A. Employee hereby accepts employment with viaLink for the position described
on the attached Compensation Plan. The commencement date of the employment
shall be as soon as practicable but in no event later than June 15, 2000
(to be confirmed). This Employment Agreement shall also be subject to the
Terms and Conditions of Employment attached hereto. Employee agrees that
disputes arising from the employment will be subject to binding arbitration
according to Section 7 of the Terms and Conditions. Employee acknowledges
that Employee understands and agrees to said Terms and Conditions.
B. Employee's annualized salary as set forth on the Compensation Plan shall be
earned and payable bi-weekly, and subject to withholdings or other
deductions required by law or otherwise authorized.
C. Employee agrees and acknowledges that, notwithstanding anything in this
Employment Agreement, the Compensation Plan, the Terms and Conditions, or
in any other document, policy or practice of viaLink, Employee's employment
is and shall remain AT WILL, and the employment may be terminated with or
without cause at any time, for any reason or for no reason. No change in
such AT WILL status shall be effective unless such change is in writing and
executed by an authorized officer of viaLink.

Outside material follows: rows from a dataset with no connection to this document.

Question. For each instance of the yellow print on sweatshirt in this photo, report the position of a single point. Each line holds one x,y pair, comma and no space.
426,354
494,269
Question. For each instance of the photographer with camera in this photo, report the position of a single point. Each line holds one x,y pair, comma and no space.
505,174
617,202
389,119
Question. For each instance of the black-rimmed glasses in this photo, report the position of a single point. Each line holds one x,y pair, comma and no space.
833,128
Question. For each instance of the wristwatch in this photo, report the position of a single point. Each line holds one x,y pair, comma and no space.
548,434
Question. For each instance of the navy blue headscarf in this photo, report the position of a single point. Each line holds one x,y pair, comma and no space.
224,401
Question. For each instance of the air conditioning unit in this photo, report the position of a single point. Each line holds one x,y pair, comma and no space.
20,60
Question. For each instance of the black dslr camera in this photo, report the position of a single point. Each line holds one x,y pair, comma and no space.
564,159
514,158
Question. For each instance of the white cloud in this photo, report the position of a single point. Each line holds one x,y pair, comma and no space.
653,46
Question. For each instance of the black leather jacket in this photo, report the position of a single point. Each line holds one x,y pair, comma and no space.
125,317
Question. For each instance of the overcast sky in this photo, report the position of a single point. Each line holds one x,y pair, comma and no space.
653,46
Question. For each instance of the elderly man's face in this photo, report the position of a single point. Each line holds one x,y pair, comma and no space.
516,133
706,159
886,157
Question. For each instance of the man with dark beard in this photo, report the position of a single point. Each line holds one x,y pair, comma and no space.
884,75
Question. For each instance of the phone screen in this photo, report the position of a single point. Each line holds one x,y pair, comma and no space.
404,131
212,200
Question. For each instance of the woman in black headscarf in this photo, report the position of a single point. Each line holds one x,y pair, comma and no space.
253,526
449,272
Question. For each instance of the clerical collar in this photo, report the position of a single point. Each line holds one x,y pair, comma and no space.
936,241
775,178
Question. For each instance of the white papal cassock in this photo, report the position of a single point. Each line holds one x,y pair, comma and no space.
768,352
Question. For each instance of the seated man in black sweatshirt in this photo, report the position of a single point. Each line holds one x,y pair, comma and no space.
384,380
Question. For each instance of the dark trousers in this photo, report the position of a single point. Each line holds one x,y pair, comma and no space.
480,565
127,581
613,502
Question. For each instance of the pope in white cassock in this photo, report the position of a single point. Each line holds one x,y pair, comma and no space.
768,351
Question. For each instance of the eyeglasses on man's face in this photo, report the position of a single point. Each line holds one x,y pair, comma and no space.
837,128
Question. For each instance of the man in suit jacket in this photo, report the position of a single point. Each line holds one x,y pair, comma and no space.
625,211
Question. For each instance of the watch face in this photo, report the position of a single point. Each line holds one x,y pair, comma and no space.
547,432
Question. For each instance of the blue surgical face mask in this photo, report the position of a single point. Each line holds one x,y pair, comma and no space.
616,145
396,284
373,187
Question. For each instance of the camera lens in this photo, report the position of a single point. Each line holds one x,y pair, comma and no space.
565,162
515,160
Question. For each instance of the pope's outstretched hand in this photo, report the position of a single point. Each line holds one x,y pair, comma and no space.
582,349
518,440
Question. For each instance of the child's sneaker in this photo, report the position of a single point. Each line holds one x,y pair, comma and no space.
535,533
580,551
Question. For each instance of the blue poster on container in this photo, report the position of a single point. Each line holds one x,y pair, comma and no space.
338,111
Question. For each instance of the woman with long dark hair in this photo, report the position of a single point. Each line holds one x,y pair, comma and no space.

D. This Employment Agreement, the Compensation Plan, the Terms and Conditions
of Employment and any other documents, if any, attached hereto constitute
the entire agreement of the parties and supersedes all oral or written
agreements or understandings between them regarding the subject matter
hereof. No change, alteration or modification hereof may be made except in
a writing signed by both parties to this Employment Agreement.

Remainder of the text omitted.